Nel dettaglio, l’Istat segnala che i consumi delle famiglie e delle Istituzioni senza scopo di lucro (ISP) subiranno una decelerazione nel 2026, con un aumento previsto del +0,6%, in calo rispetto al +1,1% del 2025. Questo rallentamento è attribuibile all’attenuazione della crescita delle retribuzioni pro capite e all’aumento dell’inflazione. Tuttavia, nel 2027 si prevede una leggera accelerazione della crescita dei consumi, che raggiungerà il +0,7%.
Per quanto riguarda gli investimenti fissi lordi, questi continueranno a crescere, ma con intensità variabile nei due anni. Nel 2026, si prevede un aumento del +2,2%, sostenuto dagli interventi legati al Piano Nazionale di Ripresa e Resilienza (PNRR).

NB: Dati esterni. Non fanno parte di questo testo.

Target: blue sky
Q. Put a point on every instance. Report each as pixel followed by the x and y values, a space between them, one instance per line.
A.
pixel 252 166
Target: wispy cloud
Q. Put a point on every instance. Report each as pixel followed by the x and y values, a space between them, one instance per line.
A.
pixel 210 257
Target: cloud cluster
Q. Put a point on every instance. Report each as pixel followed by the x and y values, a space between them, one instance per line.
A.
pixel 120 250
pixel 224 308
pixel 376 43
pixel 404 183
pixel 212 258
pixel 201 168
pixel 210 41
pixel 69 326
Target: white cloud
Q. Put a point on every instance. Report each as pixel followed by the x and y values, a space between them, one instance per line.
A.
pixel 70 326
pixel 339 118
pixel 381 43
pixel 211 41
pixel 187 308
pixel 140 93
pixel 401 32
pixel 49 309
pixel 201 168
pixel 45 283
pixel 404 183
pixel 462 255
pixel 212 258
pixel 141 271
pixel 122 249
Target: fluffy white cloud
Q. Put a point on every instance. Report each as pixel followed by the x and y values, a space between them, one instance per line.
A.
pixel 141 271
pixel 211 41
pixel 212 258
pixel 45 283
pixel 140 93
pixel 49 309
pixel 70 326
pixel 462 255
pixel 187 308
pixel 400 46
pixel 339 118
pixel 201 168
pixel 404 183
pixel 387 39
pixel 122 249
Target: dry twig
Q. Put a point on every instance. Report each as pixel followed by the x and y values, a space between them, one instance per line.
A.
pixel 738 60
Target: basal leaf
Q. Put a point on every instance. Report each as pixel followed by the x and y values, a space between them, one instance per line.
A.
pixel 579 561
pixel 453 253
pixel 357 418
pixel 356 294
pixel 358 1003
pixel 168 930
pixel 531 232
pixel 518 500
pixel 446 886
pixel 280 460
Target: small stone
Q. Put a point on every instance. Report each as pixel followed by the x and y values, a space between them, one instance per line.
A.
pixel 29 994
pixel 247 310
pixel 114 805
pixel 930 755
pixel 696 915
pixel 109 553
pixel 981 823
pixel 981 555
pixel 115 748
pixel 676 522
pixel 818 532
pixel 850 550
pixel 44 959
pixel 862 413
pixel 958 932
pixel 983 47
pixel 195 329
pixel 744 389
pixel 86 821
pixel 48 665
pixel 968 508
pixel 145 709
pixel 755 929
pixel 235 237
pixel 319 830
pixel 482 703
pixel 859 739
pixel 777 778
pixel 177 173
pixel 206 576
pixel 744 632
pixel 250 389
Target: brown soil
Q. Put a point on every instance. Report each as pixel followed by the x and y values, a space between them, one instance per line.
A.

Tuttavia, nel 2027 si stima una significativa decelerazione, con una crescita media d’anno del +0,5%, a causa di condizioni di finanziamento meno favorevoli e del ridimensionamento degli stimoli pubblici, in base alla normativa vigente.
L’occupazione, misurata in termini di unità di lavoro (ULA), mostrerà nel 2026 un rallentamento della crescita, con un incremento previsto del +0,7%, rispetto al +1,3% del 2025. Il tasso di disoccupazione è atteso in ulteriore calo, passando dal 6,1% del 2025 al 5,5% nel 2026. Per il 2027, si prevede una decelerazione delle ULA (+0,4%) e una stabilizzazione del tasso di disoccupazione.
Infine, l’andamento dei prezzi delle materie prime influenzerà l’inflazione, che è attesa in forte risalita nel corso del 2026. Il deflatore della spesa delle famiglie si attesterà in media d’anno al 2,9%, per poi ridursi al 2% nel 2027, grazie alla normalizzazione delle tensioni internazionali.